Virtual companies are probably the most visible product of the development I speak of. Instead of occupying skyscrapers and other expensive office buildings as places of business, we can carry on business through networks. And instead of learning new programs-an activity involving our memory more than our intelligence-we can concentrate on what we have to do, not on how to do it. The computer literally disappears from the table and desk, but digital functions are made possible through networking. Not unlike the use of electricity for bringing light, heat, and other services to our homes.
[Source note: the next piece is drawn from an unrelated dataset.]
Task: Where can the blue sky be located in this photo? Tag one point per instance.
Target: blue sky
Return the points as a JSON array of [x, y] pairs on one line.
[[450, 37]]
The industrial revolution increased the efficiency of human activity by many orders of magnitude. But it also contributed to the segmentation of the world into many seemingly unrelated pieces. Think of all the machines and appliances in a household. Or about the many tools and products that fill our offices and factories. We are now able to reintegrate what was segmented. Digital integration, uniting several functions in one process, furthermore solves the problems of energy efficiency, ecology, and improved human interaction caused by segmentation. Instead of the unfriendly and ugly computer on every desk, and instead of all of us becoming typists, we should look for more natural interaction through many invisible levels of information processing. Today, we can already research all the libraries in the world in order to find what we need when we need it. We can unload information at will, and we can offer our own services interactively. Find and click, be clicked and found! We can study together, we can make art together, transcending not only national borders, but also cultural boundaries.

Networking represents only the infrastructure of this change. In the final analysis, the semiotic dimension is determinant. For all who have experienced the worldwide web (WWW) pages, it is obvious that networks are not only twisted cables or fiber glass or communication satellites. First of all, networking is the connection of programs, information, and processes. Networking makes better human interaction possible. The Web-page is an interface, as effective and as simple as a page of paper. Behind the Web-page are services we can use as needed. On the WWW, that is, on the reality of hypertext, we experience sign processes as connections. A click causes connection to applications, opens access to databases, exchange of information presented as text, sound, image, or multimedia representation. I don’t have to convince anyone that the disappearance of computers will take place from one day to the next. But that it will happen no one should doubt.